11日(水)は、宮城県の名取市まで出張公演。
尚絅学院大学 市民大学講座の講師として、2009年から年数回勤めている。平日の昼間で市民対象なので、受講生の多くは還暦を超えた方々である。講座といっても、堅苦しい授業ではなく、一歩的な私のワンマンショー的な内容である。福島県内、いや、三春町内でも名が知れているわけではないのに、賢治人気なのか、無料講座だったからなのか、申し込みは100名を超えたこともある。その全員が毎回参加するわけではないのだが、どうやら人気講座らしかった。
それが、今年度から講座が有料になった。全6回で¥3,000である。それが高いのか、妥当なのかよくわからない。しかし、明らかなのは、受講生が1/4に激減したということだ。半分は新規受講生なので、無料講座から有料講座に移行した人たちは、10パーセント程度ということになる。

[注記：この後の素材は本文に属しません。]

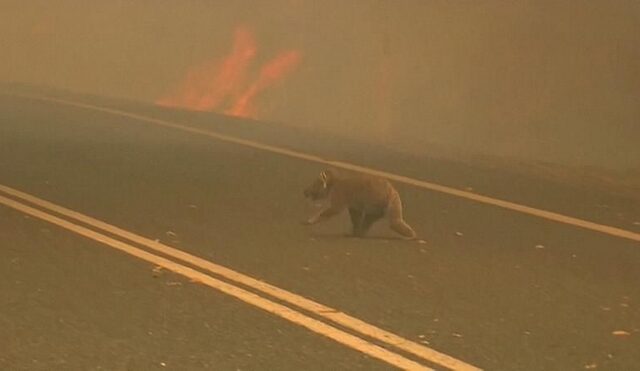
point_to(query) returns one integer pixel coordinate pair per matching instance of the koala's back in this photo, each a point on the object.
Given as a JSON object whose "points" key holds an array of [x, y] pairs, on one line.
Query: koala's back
{"points": [[361, 190]]}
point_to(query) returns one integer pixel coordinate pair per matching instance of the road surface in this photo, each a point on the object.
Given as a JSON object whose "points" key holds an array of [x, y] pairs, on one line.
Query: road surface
{"points": [[491, 288]]}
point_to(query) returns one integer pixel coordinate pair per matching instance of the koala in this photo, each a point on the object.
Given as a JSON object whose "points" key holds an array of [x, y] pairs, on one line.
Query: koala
{"points": [[367, 198]]}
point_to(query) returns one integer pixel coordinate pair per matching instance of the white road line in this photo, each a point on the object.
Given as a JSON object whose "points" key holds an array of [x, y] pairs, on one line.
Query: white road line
{"points": [[279, 310], [549, 215], [317, 309]]}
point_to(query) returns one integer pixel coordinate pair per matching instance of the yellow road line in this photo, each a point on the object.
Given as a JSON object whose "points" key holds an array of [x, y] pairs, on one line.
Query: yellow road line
{"points": [[549, 215], [279, 310], [318, 309]]}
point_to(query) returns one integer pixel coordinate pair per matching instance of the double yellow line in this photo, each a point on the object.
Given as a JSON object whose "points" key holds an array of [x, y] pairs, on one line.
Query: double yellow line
{"points": [[355, 333]]}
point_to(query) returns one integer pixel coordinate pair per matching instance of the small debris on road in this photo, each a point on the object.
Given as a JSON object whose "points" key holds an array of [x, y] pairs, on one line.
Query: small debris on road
{"points": [[156, 271], [621, 333]]}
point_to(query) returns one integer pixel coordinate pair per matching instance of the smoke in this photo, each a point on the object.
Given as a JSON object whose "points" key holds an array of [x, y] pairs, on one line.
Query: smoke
{"points": [[270, 74]]}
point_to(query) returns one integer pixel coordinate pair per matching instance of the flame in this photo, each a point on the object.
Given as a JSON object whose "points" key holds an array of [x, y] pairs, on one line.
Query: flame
{"points": [[206, 86], [270, 74], [222, 86]]}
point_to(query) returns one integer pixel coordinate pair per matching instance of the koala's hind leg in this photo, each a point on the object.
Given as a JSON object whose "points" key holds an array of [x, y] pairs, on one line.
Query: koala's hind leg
{"points": [[370, 217], [396, 221], [357, 220]]}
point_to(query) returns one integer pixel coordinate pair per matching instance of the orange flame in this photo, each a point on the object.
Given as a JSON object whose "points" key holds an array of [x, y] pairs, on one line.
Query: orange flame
{"points": [[213, 86], [206, 86], [270, 74]]}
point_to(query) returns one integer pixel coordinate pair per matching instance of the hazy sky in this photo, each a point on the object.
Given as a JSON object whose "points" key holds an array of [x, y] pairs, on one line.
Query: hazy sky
{"points": [[553, 80]]}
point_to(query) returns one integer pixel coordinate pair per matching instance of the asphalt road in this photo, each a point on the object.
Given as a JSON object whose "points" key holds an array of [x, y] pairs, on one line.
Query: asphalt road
{"points": [[495, 288]]}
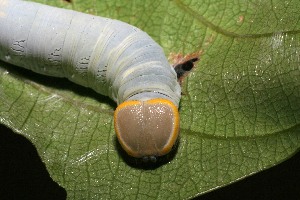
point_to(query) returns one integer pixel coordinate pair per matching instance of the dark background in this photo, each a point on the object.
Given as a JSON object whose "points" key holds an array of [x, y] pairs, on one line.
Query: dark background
{"points": [[24, 176]]}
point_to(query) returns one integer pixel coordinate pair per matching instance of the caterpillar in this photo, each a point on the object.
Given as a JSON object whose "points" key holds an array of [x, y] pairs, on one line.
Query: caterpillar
{"points": [[111, 57]]}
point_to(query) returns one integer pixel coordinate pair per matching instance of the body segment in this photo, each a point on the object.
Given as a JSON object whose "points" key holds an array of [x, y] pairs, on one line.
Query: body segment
{"points": [[113, 58]]}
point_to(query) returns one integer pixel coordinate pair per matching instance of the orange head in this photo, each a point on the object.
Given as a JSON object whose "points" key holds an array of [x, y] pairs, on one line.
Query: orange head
{"points": [[146, 129]]}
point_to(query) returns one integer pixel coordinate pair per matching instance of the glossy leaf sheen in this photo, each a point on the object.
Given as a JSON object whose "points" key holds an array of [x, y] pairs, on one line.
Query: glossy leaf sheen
{"points": [[240, 112]]}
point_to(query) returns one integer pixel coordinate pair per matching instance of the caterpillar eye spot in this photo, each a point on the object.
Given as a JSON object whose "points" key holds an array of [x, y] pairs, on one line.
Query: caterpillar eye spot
{"points": [[146, 129]]}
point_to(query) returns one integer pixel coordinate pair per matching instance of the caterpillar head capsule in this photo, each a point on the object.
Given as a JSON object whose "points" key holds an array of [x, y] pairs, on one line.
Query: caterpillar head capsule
{"points": [[146, 129]]}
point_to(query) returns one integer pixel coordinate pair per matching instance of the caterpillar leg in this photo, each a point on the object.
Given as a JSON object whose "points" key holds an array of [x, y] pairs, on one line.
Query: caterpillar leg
{"points": [[146, 129]]}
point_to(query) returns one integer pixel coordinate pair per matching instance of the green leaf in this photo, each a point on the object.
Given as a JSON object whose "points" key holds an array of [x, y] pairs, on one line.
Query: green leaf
{"points": [[240, 109]]}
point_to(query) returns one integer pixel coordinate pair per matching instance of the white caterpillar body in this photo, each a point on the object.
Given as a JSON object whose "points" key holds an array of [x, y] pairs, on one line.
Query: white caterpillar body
{"points": [[111, 57]]}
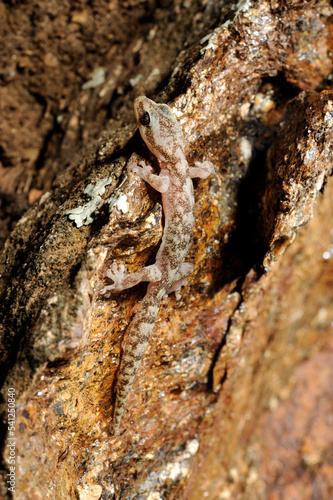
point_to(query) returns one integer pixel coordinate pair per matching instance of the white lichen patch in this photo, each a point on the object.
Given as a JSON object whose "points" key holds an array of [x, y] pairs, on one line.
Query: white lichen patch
{"points": [[246, 149], [122, 203], [173, 471], [83, 215]]}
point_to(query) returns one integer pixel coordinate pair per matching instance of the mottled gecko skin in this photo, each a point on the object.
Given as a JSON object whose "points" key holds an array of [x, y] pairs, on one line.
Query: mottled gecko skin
{"points": [[164, 137]]}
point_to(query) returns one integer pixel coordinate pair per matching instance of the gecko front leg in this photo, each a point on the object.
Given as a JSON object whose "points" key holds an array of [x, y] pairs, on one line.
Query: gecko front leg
{"points": [[122, 281], [159, 182], [202, 169]]}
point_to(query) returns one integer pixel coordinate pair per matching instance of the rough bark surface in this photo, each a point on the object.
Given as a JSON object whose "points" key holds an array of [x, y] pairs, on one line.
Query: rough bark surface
{"points": [[233, 398]]}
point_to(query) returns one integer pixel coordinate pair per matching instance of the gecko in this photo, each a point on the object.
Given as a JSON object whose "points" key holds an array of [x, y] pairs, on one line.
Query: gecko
{"points": [[164, 137]]}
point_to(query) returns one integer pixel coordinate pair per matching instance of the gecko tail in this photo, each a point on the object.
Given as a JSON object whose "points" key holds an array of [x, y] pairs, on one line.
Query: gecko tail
{"points": [[137, 339]]}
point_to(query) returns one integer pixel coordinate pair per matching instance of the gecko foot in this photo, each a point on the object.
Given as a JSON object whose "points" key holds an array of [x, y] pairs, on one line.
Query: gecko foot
{"points": [[117, 275]]}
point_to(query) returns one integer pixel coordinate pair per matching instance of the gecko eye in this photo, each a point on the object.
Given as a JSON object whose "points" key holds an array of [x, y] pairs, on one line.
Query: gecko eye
{"points": [[145, 119]]}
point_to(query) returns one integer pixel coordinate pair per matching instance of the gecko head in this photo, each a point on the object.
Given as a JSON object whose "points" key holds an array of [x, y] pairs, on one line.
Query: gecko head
{"points": [[159, 129]]}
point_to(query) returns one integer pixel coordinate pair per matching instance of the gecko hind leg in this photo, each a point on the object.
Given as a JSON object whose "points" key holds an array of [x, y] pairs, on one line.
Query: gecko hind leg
{"points": [[181, 279], [122, 281]]}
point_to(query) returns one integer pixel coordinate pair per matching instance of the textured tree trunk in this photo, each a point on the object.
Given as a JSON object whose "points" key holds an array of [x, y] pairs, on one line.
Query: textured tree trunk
{"points": [[233, 398]]}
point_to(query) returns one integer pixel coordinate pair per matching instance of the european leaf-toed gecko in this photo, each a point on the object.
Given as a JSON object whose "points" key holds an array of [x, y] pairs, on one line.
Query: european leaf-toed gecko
{"points": [[164, 137]]}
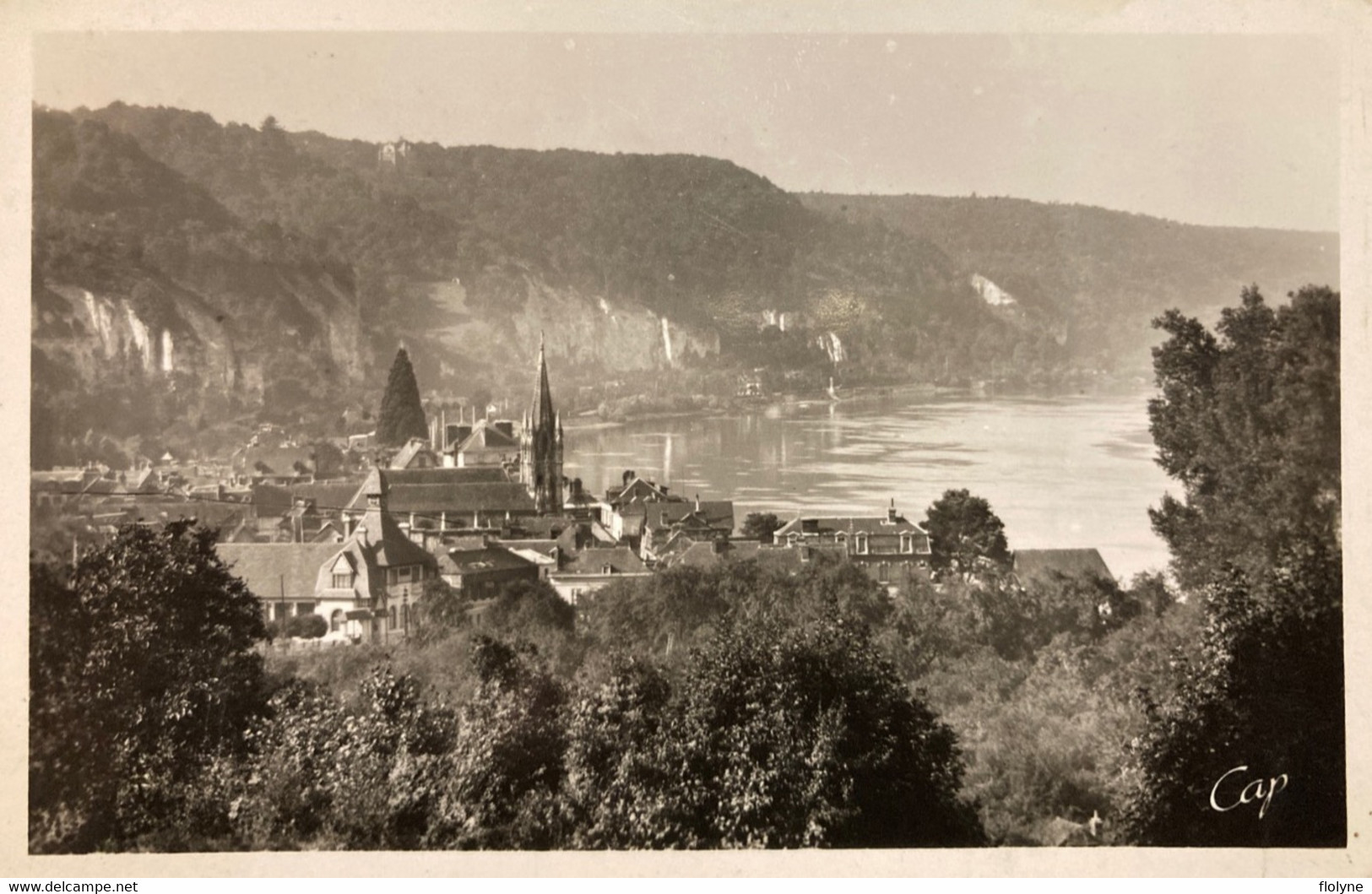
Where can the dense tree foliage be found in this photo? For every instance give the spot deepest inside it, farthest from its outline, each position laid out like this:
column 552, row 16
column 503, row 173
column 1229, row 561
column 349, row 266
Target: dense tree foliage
column 1247, row 423
column 1250, row 748
column 401, row 415
column 965, row 536
column 143, row 669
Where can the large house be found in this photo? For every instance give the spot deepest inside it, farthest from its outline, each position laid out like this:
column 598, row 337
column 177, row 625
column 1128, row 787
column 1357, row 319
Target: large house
column 884, row 545
column 368, row 587
column 485, row 571
column 1046, row 565
column 684, row 520
column 594, row 568
column 446, row 500
column 626, row 507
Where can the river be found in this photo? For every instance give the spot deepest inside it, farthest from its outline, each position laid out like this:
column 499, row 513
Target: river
column 1060, row 470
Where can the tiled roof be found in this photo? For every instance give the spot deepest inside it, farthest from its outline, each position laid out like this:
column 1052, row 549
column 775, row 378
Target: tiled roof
column 272, row 568
column 545, row 547
column 483, row 560
column 593, row 561
column 409, row 452
column 388, row 546
column 458, row 498
column 59, row 480
column 486, row 436
column 1044, row 564
column 849, row 524
column 713, row 513
column 640, row 491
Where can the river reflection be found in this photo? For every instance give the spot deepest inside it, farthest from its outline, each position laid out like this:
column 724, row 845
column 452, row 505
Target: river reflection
column 1060, row 472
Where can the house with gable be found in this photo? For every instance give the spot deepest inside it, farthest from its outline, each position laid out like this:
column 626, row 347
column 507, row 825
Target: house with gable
column 681, row 520
column 626, row 507
column 416, row 454
column 593, row 569
column 884, row 545
column 377, row 579
column 1047, row 565
column 486, row 443
column 368, row 587
column 446, row 500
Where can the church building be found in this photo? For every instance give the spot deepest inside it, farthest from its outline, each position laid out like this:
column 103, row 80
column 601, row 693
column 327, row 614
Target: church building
column 541, row 446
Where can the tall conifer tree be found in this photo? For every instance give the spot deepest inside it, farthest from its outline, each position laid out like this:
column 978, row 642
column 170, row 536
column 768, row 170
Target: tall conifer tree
column 402, row 414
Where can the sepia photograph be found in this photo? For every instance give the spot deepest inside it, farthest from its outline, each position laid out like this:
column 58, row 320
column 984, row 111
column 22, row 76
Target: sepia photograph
column 592, row 441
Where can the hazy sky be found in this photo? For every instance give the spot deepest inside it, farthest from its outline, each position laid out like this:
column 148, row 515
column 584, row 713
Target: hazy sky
column 1207, row 129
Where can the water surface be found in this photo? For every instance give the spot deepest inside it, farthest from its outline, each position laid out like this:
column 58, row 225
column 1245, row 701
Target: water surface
column 1060, row 472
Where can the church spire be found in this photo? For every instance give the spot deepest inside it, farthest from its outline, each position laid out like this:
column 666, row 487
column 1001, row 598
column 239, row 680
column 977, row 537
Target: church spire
column 541, row 459
column 542, row 408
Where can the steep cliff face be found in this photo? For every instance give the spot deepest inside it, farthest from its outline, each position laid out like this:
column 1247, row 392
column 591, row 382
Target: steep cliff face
column 588, row 331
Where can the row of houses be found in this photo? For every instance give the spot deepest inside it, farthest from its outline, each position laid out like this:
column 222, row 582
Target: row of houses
column 474, row 509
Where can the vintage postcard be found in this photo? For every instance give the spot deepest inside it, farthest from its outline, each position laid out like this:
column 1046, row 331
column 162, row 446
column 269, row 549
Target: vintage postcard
column 599, row 441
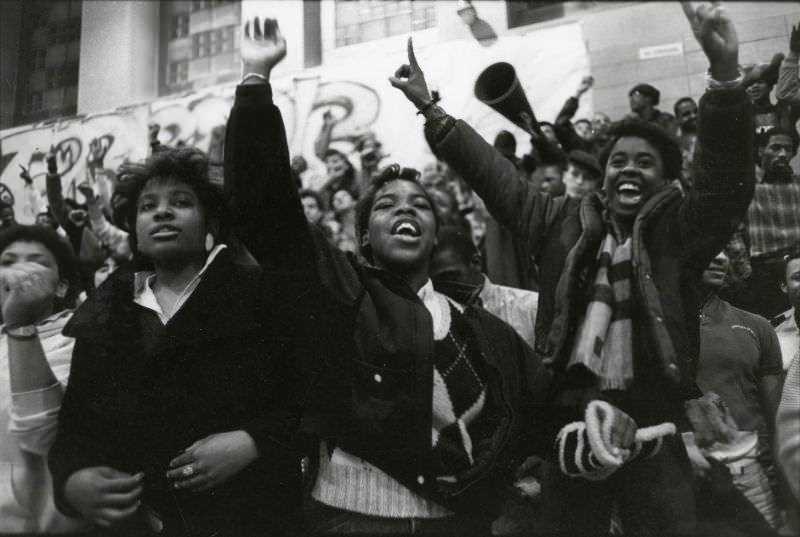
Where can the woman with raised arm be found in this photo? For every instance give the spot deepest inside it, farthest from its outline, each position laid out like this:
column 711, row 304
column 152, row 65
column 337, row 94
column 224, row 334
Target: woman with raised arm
column 183, row 398
column 38, row 280
column 421, row 407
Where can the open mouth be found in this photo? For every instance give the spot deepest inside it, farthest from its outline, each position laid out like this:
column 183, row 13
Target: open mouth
column 629, row 193
column 164, row 232
column 406, row 228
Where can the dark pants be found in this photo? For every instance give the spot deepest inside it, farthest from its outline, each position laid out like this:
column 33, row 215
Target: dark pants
column 654, row 496
column 326, row 521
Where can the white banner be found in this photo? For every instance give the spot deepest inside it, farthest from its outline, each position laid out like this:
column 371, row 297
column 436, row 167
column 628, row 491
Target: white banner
column 549, row 64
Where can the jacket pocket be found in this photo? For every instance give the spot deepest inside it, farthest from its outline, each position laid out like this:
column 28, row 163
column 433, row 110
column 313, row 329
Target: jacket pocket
column 380, row 393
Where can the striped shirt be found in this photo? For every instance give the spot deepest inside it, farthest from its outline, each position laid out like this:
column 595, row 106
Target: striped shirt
column 774, row 218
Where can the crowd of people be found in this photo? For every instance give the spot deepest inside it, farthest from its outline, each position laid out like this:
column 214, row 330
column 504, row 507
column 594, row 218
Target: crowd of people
column 599, row 337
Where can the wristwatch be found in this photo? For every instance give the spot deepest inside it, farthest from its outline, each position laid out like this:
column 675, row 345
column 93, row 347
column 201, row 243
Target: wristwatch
column 22, row 332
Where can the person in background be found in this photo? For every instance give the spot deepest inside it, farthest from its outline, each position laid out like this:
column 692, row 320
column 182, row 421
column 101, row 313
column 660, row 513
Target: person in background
column 577, row 135
column 674, row 237
column 7, row 216
column 582, row 175
column 312, row 206
column 773, row 224
column 506, row 144
column 686, row 113
column 37, row 291
column 643, row 100
column 419, row 405
column 759, row 81
column 788, row 87
column 740, row 361
column 786, row 323
column 787, row 440
column 456, row 272
column 185, row 392
column 343, row 206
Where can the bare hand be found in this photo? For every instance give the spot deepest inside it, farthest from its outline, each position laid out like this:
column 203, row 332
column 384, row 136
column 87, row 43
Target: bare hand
column 104, row 495
column 716, row 33
column 410, row 79
column 212, row 460
column 263, row 46
column 586, row 83
column 28, row 292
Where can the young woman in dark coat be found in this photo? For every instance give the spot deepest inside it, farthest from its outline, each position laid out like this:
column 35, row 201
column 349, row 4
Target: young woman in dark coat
column 184, row 390
column 421, row 407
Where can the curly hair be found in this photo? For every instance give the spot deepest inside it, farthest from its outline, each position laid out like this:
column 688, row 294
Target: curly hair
column 187, row 165
column 364, row 205
column 59, row 247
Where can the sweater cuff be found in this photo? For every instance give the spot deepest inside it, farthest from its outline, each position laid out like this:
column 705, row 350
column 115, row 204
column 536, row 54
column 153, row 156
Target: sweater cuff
column 26, row 404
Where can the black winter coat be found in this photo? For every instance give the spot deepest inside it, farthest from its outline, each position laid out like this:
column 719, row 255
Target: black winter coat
column 226, row 361
column 366, row 322
column 674, row 239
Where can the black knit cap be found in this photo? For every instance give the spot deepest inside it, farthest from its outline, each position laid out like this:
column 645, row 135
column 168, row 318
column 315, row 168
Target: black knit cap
column 648, row 91
column 585, row 161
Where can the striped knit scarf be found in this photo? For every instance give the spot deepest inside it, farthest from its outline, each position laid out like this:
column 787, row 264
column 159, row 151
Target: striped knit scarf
column 604, row 342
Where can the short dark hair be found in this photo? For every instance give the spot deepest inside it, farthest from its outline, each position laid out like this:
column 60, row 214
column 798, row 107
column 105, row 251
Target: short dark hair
column 364, row 205
column 680, row 102
column 308, row 193
column 458, row 240
column 763, row 138
column 58, row 246
column 187, row 165
column 665, row 143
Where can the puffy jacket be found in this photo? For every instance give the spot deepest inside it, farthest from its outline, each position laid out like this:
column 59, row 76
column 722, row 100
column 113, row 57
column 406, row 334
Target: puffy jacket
column 369, row 322
column 674, row 239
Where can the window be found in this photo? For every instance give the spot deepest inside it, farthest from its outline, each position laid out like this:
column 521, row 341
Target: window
column 201, row 44
column 180, row 26
column 358, row 21
column 178, row 72
column 214, row 42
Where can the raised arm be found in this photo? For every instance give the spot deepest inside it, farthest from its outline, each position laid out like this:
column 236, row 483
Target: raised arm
column 512, row 200
column 724, row 168
column 265, row 207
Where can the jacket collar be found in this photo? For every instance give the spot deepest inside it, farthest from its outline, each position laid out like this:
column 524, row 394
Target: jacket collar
column 215, row 310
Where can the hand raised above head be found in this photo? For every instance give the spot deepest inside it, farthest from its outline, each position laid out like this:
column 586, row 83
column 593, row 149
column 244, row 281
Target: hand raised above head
column 410, row 79
column 263, row 46
column 714, row 30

裏返せば、10パーセントの人が、私の朗読に何かを感じてくれたということになる。そして、新規参加した人たちは、無名の朗読家の講座にお金を払って来てくれている。ありがたい。
講座の内容は、募集が始まる前に決定している。私は、今期が最後だと思っていたので、自分の好きな作品だけを選んだ。もう、やりたい放題やるつもりだったのだ。
1時間半の講座を、私は、ひたすら喋り続ける。実際の朗読時間は、30〜45分なので、その前後は、作品の説明や雑談になる。朗読後は、おやつも振舞う。毎回、完全燃焼である。しかも、今期選んだ作品の多くは、エキサイティングな内容ばかりで、私の朗読もエキサイティングなわけで。叫ぶと書かれていれば、声を限りに叫ぶし。泣きながらと書かれていれば、なりふり構わず号泣する。それを朗読と呼んでいいのかどうかは、不明であるが、私には、そのやり方しかできないのである。
今回もまた全力疾走してきた。
「土神ときつね」を読んだのだ。朗読時間は45分。まるで、ちょっとした山を登るくらいのエネルギーを使う。全く遠慮せず、叫びたいだけ叫んだ。その叫びがリアルすぎたのか、物語が終わっても、静まり返ってしまい、拍手が来ないのだ。シーンとした間が・・・・。どうも、拍手をもらえないと終わった気がしない。仕方なく「おしまい」と言って強制終了させた。初めての経験である。まぁ、内容が内容なので、仕方もないのだが。
教室に明かりが戻ると、ほっとしたように大きなため息をついて、やっと現実に戻る。朗読中は、現実と隔離するため、電気を消して和蝋燭1本の灯だけなのだ。そして、おやつタイム。まるで保育園のご褒美みたいだが、講座の最後は、テーマごとのお菓子を食べて終了となる。
私の生業はカフェの店主としての仕事である。ケーキを焼き、コーヒーをおいしくいれるのが私の糧となる。当初は、来店につなげようというもくろみがあり、お菓子を振舞った。だが、参加者のほとんどが還暦越えであるため、隣県のカフェまで自力で足を伸ばそうという方は、ほとんどいないのだ。しかし、始めてしまったのだから、やめられない。
そうやめられないのだ。
何事も、止めどきを見失うと、自分の首を絞めることになる。
変化するのは、物事の常である。それを客観的に受け入れなければならないな。
おっと、そんなことじゃなかった。タイトルは「全力疾走」だった。
ワンステージ終えると、運動後の心地よい爽快感と、程よい疲労感に包まれ、「走り終えたなぁ」としみじみ感じるのであった。